Canada’s longest-running human rights saga is poised to end after a quarter century of courtroom battles. Chander Grover, an Ottawa physicist and one-time manager at the National Research Council of Canada (NRC), agreed this week to abandon his last remaining lawsuit against his former employer.
Grover, 69, who underwent cancer treatments last year and faces the possibility of more, told the Citizen that he doesn’t have the strength or money to continue his epic fight.
“I cannot afford to spend more,” he said Friday. “The NRC hasn’t defeated my case. What they’ve done, they’ve defeated the Canadian system: how human rights are dispensed in this country.”
A spokesman for the NRC said it “continues to hope for a successful resolution in the case.”
In a letter sent to federal lawyers earlier this week, Grover accepted a government offer not to seek legal costs against him if he dropped his case.
The federal government has spent almost $1 million on private lawyers and consultants since 2004 on the Grover case.
The only issue that remains to be resolved is timing.
Federal lawyers had asked Grover to file an official “notice of discontinuance” by Jan. 30. But Grover asked for that deadline to be extended to Feb. 20 to accommodate his medical appointments and those of his ailing wife.
He’s still waiting to hear if the government will accept his timeline.
An Indian-born scientist with a doctorate in physics earned in France, Grover won a landmark human rights case against the NRC in 1992, five years after his initial complaint.

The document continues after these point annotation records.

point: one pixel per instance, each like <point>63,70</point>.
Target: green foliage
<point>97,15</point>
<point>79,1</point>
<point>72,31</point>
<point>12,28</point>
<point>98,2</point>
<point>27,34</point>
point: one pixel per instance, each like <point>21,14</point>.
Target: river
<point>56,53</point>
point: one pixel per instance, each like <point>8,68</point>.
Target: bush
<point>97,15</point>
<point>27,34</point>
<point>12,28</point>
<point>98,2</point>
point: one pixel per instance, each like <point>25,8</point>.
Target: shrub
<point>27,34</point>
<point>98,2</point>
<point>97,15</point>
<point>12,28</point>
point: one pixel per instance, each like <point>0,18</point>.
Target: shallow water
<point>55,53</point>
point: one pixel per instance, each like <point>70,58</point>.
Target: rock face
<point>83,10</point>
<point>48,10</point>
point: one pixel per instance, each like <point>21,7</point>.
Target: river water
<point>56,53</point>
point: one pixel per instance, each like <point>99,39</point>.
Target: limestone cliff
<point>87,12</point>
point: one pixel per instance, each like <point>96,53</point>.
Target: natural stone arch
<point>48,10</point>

The human rights tribunal said NRC managers thwarted his advancement, humiliated him, unfairly fired him, then tried to intimidate witnesses from testifying on his behalf.

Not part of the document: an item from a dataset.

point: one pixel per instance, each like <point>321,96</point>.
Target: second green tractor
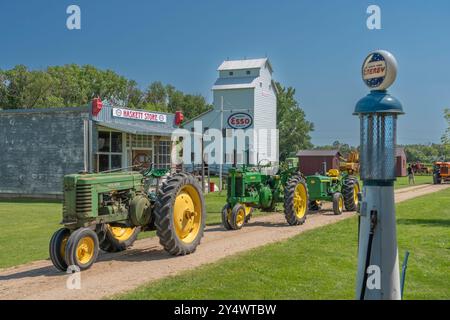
<point>250,188</point>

The tribunal ordered the NRC to appoint Grover to a senior post and pay him lost wages and damages.
But that case was just the beginning of the conflict between the optics specialist and the country’s leading scientific research institution.
Grover would file four more human rights complaints against the NRC, which repeatedly tried to discipline him for insubordination.
The NRC claimed Grover interpreted every attempt to manage him as a discriminatory act.
The long-running workplace drama culminated in Grover’s dismissal for “medical incapacity” in July 2007.
Grover alleged his removal was orchestrated and unfair: he said the NRC poisoned his work environment and then fired him when he suffered the health effects of stress.
Three of Grover’s outstanding human rights complaints were dismissed in recent years because they were so dated. A complaint about his removal was also dismissed.
But a lawsuit — launched in 2002 thanks to funding from a federally-funded court challenges program — survived. It has continued to churn through the legal system for the past decade.
In the suit, Grover claimed damages for infringements of his equality rights under the Charter.
Grover, who has spent more than $250,000 on legal fees, said the government has succeeded in its strategy of running him out of time and money before the case could reach trial.
He considers it deeply unfair that the facts at the heart of the case were never heard by a judge.
“It’s impossible at my age to continue and with all of the health problems I’m facing and my wife is facing,” he said. “It’s important, but what can I do?”
Grover said his case should be used as a road map to reform Canada’s human rights system and reduce the delays that plague it.
He now plans to write a book about his experience.